Nada autoriza tal conclusión. La
razón es una instancia capaz de penetrar todo lo que es puramente humano e,
incluso, dentro de ciertos límites, el orden mismo del ser. La civilización
occidental de origen cristiano —nuestra civilización histórica— ha sido la
encargada de demostrar en la práctica esta capacidad de la razón. Su fe
—nuestra fe— se ha predicado ya en todos los ámbitos de la tierra y ha
arraigado, en mayor o menor grado, en las civilizaciones más dispares. Su
ciencia, su técnica, sus categorías mentales y sus imágenes de comportamiento
—básicamente racionales, antimíticas— se han extendido a todo el mundo,
penetrándolo en buena parte.
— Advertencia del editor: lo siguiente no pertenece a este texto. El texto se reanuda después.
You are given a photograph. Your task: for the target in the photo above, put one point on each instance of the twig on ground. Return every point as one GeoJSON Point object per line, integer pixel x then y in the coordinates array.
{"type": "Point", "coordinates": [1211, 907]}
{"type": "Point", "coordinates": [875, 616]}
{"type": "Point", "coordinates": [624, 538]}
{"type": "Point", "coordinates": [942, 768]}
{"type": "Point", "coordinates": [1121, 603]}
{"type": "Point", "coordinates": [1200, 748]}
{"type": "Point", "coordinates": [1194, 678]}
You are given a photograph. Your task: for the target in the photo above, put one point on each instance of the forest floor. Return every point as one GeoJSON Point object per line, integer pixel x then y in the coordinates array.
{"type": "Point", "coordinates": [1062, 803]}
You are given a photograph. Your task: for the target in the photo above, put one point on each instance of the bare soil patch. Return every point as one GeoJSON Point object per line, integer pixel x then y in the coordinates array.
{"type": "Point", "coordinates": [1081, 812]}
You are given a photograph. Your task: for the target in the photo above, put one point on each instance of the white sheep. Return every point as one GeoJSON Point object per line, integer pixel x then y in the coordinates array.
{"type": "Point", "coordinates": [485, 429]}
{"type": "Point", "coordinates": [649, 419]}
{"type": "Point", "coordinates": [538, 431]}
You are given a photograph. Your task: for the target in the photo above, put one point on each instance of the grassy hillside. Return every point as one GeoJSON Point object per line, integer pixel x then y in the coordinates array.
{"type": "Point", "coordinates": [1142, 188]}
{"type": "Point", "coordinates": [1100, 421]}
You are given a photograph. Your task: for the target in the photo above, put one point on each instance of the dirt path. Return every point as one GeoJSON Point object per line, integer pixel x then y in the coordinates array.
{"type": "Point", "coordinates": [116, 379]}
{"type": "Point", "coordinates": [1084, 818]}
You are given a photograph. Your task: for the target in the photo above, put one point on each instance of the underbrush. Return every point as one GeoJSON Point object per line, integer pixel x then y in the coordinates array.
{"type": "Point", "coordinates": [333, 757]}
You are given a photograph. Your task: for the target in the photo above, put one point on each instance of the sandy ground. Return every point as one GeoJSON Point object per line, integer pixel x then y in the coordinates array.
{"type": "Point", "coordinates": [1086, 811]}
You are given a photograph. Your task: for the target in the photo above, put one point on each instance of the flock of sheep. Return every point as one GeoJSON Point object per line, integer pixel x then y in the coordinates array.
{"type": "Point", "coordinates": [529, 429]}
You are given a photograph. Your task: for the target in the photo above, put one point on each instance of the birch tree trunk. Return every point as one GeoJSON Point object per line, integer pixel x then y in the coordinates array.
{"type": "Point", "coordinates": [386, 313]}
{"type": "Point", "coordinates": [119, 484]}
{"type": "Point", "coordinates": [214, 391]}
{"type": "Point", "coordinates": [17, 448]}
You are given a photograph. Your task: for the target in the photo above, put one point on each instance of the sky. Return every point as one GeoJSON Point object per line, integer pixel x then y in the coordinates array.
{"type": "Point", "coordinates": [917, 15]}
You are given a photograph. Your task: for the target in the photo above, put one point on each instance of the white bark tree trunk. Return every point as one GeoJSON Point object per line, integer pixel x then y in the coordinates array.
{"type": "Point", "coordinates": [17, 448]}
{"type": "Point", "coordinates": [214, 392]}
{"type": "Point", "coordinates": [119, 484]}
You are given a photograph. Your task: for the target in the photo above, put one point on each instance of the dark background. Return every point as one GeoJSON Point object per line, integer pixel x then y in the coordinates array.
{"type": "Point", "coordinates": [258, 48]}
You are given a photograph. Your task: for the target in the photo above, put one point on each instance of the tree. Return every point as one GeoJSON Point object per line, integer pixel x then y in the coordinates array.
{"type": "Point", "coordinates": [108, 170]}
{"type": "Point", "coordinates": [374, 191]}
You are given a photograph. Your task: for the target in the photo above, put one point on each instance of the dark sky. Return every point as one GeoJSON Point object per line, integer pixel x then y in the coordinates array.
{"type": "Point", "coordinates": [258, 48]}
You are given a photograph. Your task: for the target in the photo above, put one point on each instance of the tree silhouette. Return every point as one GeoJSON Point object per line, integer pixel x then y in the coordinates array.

Sea como cultura superpuesta, sea como injerto
cultural, puede hoy decirse que una sola cultura —la occidental— es la cultura
común del planeta.
Sin embargo, y paradójicamente,
esta planetarización de una cultura racional sólo pudo realizarse a través de
una civilización determinada —la occidental—, civilización que, como todas,
nació de una fe —de un anclaje en la eternidad—, y se edificó sobre unas normas
y unos valores morales. Y ello porque, en sentencia filosófica, operari
sequitur esse, el obrar sigue al ser: no se expande una civilización sin antes
ser, existir. Y si sólo en este caso ha sido posible el efecto de una difusión
en cierto modo universal fue, precisamente, porque tal civilización se apoyó,
originariamente en la Religión Verdadera.
En la renuncia a esos orígenes se
encuentra la raíz última de la crisis en que se debate la sociedad occidental.
Crisis no circunstancial sino degenerativa, extendida en forma de rebelión generalizada,
y, por vía de contagio, a otras civilizaciones, incluso a la propia naturaleza
invadida y contaminada. La expresión de esa renuncia a todo anclaje
sobrenatural es la democracia liberal; más aún, que renuncia, negación de toda
trascendencia, erección de la sociedad del Hombre y para el Hombre.
Porque esa llamada «sociedad
abierta» —la de los “Derechos humanos”— ignora el primero y principal de los
derechos del hombre, que es el de buscar la verdad y servirla, el de
fundamentar en ella su vida y el perdurable rumbo de su periplo terrenal.